Perhaps one of the most important benefits of float tanks for fibromyalgia is relief from pain. Fine and Borrie noted that:
“Flotation REST can have an important role at several stages of the pain management process. By reducing both muscle tension and pain in a relatively short time and without effort on the part of the patient, flotation provides a dramatic demonstration of the benefits of relaxation. Relief is immediate and, although temporary, offers promise of further relief from REST and other relaxation-based strategies.”
Many patients who have dealt with fibromyalgia for a long period of time give up hope for new treatments. When they realize that float tanks can help manage pain, their mental outlook may change and they may be more confident in their treatment plan.
Relief of muscle tightness
The stiffness and muscle tightness of fibromyalgia can be addressed by float tanks. A small 2012 study found that pain due to tightness of muscles was decreased significantly after just three sessions in the float tanks. The pain-relieving effects lasted for a significant period after the treatment, which also helped to alleviate mood and make the study participants more hopeful. This increased optimism translates into better opportunities for successful treatment all around.
Corrects magnesium deficiency
Fibromyalgia sufferers may have a magnesium deficiency that causes their pain. The magnesium solution in the float tanks can be absorbed through the skin, helping to alleviate that deficiency without taking additional supplements. This can be a benefit to patients who have difficulty taking pills or who simply don’t want to take anything else.
The Fibromyalgia Flotation Project was designed for patients and interested medical professionals to test the efficacy of flotation REST treatments for fibromyalgia specifically. Two patients in particular are highlighted on the website.
Tina suffered from pain and bruising as a lasting reminder of a car accident in 1998 but couldn’t figure out why she was still in so much pain. Doctors attempted to control her pain with prescription opioids and non-steroidal anti-inflammatory drugs (NSAIDs), with disastrous results. After nearly overdosing, she finally tried flotation REST while visiting friends. Tina describes her first experience in the tank like this:
“[It was] like stepping into a warmth that was hard to describe. I felt held, secure, safe, enveloped and surrounded by this wonderful water that was so good to feel against my painful body. I had immediate pain relief and no breakthrough pain for 17 hours after my first float.”
After seven floats, Tina puts her pain level at just 10% of what it used to be.

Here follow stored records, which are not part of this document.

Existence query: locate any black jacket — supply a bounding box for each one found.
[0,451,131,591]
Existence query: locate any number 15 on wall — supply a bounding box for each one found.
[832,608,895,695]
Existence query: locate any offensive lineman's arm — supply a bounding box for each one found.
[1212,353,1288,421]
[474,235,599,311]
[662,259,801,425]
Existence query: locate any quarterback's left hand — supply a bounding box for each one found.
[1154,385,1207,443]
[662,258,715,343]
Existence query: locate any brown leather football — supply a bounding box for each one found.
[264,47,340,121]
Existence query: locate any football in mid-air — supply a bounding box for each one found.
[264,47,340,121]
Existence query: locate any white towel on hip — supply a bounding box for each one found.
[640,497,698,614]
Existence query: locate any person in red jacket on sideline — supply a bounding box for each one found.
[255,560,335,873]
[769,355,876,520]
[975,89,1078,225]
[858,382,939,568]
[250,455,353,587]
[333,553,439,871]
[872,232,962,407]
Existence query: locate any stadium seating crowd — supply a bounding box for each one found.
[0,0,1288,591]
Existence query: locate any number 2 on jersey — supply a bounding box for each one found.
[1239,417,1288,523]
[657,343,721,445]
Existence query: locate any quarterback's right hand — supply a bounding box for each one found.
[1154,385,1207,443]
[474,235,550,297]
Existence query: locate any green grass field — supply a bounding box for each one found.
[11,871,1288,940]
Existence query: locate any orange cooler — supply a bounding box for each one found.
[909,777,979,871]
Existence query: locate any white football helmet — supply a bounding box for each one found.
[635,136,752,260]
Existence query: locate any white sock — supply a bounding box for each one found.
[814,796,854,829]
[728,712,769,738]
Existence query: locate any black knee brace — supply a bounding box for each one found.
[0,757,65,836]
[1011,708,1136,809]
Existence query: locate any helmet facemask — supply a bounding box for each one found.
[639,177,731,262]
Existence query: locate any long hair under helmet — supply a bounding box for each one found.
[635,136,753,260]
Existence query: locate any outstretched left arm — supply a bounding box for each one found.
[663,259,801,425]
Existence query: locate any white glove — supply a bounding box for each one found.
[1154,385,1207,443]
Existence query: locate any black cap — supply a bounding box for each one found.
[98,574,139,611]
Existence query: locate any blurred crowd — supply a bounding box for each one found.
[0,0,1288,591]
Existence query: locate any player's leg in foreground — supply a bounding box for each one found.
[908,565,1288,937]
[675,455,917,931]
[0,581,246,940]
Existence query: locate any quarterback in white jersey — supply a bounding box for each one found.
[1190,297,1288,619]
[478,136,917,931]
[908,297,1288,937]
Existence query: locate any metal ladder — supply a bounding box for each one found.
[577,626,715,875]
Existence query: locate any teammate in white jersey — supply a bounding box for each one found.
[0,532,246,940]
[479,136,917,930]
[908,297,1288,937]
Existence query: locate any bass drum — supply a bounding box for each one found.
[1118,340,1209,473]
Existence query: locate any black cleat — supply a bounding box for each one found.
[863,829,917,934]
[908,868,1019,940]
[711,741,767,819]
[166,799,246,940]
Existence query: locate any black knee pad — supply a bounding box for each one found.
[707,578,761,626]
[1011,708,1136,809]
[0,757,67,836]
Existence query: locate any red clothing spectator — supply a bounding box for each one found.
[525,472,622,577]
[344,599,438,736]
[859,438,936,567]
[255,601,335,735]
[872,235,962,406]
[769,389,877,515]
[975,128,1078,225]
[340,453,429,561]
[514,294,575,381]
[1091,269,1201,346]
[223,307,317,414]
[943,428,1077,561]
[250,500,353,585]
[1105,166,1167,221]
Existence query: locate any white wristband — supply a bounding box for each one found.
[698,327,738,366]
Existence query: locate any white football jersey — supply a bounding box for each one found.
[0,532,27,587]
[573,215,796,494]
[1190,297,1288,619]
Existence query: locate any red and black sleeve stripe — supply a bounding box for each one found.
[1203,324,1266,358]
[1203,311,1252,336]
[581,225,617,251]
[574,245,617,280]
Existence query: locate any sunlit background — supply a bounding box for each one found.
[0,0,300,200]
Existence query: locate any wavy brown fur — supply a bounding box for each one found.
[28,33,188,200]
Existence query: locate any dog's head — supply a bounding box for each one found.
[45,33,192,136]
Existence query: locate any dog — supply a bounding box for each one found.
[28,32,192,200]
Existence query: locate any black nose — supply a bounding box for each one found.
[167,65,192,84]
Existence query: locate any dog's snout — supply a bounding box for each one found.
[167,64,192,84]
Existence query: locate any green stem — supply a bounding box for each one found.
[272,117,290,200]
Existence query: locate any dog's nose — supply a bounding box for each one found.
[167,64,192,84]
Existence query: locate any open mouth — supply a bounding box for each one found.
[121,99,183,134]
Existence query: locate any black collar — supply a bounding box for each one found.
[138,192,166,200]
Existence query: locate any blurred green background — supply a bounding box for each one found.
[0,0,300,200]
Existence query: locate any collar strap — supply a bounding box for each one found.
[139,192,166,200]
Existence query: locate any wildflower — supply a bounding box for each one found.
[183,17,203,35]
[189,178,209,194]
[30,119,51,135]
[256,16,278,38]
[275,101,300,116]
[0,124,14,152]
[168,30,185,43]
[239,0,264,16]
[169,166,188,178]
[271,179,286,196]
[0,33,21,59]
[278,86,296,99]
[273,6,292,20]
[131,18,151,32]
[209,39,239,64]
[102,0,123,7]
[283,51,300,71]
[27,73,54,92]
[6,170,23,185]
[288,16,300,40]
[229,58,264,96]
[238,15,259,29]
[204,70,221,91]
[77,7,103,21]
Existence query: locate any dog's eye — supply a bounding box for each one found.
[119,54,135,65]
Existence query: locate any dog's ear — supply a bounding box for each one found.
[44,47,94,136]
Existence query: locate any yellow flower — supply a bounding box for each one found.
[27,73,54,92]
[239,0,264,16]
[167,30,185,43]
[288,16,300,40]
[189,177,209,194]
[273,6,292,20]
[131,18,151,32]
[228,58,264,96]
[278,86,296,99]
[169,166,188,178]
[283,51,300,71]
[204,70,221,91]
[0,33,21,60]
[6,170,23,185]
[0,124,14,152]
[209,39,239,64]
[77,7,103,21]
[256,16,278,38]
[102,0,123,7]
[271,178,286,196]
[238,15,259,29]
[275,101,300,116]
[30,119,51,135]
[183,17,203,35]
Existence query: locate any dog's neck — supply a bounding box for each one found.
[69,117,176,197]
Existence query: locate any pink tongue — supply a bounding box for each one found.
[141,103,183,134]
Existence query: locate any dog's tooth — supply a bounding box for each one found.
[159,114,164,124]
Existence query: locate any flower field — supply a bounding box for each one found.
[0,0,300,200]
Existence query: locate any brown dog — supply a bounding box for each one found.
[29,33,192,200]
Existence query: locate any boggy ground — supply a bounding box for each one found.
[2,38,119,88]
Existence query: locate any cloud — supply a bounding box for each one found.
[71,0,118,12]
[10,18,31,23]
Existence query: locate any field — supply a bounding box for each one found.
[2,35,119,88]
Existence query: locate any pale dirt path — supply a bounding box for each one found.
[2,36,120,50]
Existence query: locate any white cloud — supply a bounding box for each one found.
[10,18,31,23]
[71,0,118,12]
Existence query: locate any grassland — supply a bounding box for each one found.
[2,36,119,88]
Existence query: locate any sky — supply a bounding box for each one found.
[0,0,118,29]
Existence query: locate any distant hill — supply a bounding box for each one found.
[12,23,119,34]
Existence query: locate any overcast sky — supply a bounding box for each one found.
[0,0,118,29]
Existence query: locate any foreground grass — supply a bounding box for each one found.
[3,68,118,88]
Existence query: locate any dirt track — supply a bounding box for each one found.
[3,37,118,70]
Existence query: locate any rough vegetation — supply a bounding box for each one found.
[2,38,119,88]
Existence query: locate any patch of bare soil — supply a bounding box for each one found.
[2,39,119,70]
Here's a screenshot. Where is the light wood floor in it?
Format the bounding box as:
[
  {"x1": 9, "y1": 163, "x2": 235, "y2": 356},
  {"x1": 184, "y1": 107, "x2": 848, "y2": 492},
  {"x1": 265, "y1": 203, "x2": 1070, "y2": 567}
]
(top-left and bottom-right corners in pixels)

Brigitta’s fibromyalgia was not traced to any one particular incident, but the pain and dizziness made it difficult for her to really function effectively. She was unable to take pain medications because of their side effects, so she utilized acupuncture, warm baths, and exercise. She was recruited by the Fibromyalgia Flotation Project at 70 years old and had this to say about the results:
“Flotation has made my life considerably better. I feel that it’s easier for me to take each day as it comes, which means that life gets easier. I feel much more positive and happy, and many of my friends confirm that.”